I rented WS in order to compare Jennifer Jason Leigh's performance in this with her performance in Kansas City. Both are period pieces, and in both i sensed her willingness to submerge a modern self into the demands of the historic period. This is frightening to behold--Albert Finney is rock-hard, with glimpses of natural paternal sentiment that only make his determined hardness the more monstrous. So, his daughter is his victim--a victim of culture, a victim of circumstance--a victim of miscommunications, a victim of her lover, of her aunt? It's all a little hard to bear, except that, as the motif of endurance emerges, the formation of a protective shell over the passions of the young is, finally, a relief. I don't know if there is enough popcorn and chocolate/caramel/you-name-it to make sitting through this story actually enjoyable. Beautifully dressed and accompanied by exquisite score, it's a tragedy with a conclusion of unillumined defeat. Although Katherine, Leigh's role, keeps for herself, privately, the apparent pleasure of the memory of passion. Is this James's modern leaning? Anyway, I rated it high, because as a window into history it's at least fascinating.
Usually I adore movies with no glitches - easy romance that merely comes to fruition. However, this film caught my eye in the video store and I impulsively rented it - I will forever be grateful to my instinct. For this film was amazing - a young woman who is unattractive physically, but beautiful inside. She yearns for the true, unconditional love that her father has never provided it to her. This story documents with grace and intense emotion her journey of discovery - for who really loves her and who she really is. The music is achingly poignant and supports a story that evokes such incredible feelings in its viewers. Washington Square isn't a film that makes you cry, it's one that makes you weep.
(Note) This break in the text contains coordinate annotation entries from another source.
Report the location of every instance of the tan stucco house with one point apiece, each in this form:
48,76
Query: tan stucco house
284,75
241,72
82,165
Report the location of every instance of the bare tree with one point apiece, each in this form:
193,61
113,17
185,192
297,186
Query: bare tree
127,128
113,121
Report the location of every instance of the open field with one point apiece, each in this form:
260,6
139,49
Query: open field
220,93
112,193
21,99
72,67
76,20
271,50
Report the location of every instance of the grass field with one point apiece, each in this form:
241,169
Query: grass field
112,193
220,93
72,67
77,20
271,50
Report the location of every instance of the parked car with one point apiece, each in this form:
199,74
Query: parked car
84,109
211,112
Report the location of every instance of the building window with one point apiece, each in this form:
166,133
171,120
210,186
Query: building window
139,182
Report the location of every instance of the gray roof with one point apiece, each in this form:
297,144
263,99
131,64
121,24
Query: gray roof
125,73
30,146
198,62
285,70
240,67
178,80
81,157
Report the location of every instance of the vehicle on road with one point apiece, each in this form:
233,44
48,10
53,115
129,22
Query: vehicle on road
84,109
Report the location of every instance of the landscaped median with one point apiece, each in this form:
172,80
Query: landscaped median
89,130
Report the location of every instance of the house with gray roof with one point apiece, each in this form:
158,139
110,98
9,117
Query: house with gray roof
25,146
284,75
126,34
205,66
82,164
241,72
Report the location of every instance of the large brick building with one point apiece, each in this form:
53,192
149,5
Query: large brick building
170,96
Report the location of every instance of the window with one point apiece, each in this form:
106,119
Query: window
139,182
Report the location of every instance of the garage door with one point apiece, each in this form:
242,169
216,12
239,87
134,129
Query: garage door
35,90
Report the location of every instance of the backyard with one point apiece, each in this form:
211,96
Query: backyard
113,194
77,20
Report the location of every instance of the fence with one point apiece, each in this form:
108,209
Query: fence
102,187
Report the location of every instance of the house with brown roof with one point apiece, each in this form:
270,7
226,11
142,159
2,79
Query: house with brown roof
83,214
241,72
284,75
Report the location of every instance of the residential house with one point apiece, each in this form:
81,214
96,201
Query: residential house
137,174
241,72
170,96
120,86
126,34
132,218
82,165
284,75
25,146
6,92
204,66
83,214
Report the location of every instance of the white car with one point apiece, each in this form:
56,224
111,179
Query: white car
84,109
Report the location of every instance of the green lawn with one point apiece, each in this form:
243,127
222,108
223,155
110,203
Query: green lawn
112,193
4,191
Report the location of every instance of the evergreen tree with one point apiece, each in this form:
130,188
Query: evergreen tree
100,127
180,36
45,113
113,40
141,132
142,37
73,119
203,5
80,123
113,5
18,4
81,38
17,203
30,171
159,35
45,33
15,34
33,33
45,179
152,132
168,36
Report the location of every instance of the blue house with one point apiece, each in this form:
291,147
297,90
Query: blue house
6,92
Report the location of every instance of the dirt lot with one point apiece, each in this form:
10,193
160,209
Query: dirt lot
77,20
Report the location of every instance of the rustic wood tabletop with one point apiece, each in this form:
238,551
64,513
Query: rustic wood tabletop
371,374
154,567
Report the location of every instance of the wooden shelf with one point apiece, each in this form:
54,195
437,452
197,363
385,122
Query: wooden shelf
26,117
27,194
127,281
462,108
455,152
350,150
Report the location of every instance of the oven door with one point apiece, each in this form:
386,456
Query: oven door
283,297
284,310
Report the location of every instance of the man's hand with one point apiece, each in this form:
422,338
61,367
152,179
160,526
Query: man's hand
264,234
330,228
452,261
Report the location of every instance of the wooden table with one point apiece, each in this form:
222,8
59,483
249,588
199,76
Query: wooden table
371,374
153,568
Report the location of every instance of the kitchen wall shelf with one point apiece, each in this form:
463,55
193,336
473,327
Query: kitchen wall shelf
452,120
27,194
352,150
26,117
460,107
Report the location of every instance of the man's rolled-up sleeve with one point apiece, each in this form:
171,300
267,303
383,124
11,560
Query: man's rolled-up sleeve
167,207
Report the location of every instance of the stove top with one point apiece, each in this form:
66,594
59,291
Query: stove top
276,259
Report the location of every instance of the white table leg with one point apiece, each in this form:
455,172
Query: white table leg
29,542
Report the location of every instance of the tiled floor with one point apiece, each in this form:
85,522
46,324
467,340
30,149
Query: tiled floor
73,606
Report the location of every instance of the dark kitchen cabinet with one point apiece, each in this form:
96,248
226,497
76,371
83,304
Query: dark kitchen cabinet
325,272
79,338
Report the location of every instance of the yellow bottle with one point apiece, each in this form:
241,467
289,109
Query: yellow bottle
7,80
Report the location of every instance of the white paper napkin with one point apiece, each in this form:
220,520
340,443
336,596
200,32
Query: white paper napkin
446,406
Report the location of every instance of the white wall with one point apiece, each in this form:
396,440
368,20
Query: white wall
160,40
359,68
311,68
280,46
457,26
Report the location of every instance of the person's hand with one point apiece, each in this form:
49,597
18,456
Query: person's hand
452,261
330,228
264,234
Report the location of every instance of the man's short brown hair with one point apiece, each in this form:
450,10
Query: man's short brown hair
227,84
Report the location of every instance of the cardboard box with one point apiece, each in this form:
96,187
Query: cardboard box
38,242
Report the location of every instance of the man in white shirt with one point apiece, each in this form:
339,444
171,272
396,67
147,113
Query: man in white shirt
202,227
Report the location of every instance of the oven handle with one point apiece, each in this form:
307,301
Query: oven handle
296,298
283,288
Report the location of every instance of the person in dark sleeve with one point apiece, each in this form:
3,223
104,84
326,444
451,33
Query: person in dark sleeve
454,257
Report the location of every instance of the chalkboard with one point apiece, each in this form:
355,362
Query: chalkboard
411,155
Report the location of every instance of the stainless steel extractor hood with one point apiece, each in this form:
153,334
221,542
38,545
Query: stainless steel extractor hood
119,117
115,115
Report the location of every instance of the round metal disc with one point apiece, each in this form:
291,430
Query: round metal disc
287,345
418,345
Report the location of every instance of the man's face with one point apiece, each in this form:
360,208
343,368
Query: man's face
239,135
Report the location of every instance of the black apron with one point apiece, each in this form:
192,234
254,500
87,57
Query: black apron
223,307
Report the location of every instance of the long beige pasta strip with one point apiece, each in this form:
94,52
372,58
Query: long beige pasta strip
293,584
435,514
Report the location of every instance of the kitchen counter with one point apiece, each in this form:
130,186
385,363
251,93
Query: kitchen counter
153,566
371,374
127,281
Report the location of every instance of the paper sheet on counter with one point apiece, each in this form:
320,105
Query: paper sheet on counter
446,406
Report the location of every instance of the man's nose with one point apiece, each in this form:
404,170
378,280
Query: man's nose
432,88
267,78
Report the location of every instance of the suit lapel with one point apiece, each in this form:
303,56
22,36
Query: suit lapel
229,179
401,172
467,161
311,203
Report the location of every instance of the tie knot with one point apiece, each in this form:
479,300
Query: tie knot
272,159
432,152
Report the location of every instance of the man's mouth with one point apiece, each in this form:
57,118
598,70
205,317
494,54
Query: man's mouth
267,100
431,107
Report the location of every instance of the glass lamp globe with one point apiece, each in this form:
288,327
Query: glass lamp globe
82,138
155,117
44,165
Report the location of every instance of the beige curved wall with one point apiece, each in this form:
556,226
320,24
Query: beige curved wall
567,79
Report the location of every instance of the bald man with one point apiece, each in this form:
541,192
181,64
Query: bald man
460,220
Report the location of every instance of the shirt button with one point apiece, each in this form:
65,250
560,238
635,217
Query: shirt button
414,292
*** This review may contain spoilers ***
I love Henry James books and Washington Square was no exception. I was
very excited to see a new movie coming out, based on the book of that
title. Jennifer Jason Lee is an exceptional actress and Ben Chaplin
good enough to play the lead roles. Albert Finney is miscast and
doesn't carry the role well. I wanted to shoot Maggie Smith....or
rather her silly, insipid role. The real problem and what's lacking in
this latest version is a good script, music, and direction.
I fell asleep in the theater watching this long, drawn out and exceptionally boring movie. There are more pauses in the dialog than a Pinter Play. In the book I felt a deep caring for Catherine Sloper and her life. The movie had just the opposite effect. I also disliked the twist where her aunt has a sexual attraction to Morris. Eeeeeeeek. YUK.
Watch it if you can't sleep, it's a definite snoozer. Don't watch it if you're depressed. You'll need Zoloft after this.
Sure, "The Heiress" was exceptional with Olivia Haviland and Montgomery Clift in the title roles. The actor who played her father was on the mark as the uncaring, cold father....still grieving for his dead wife and hating Catherine for it. The movie was not faithful to the book but neither is this one.
This movie was a box office flop. I have no doubts as to why.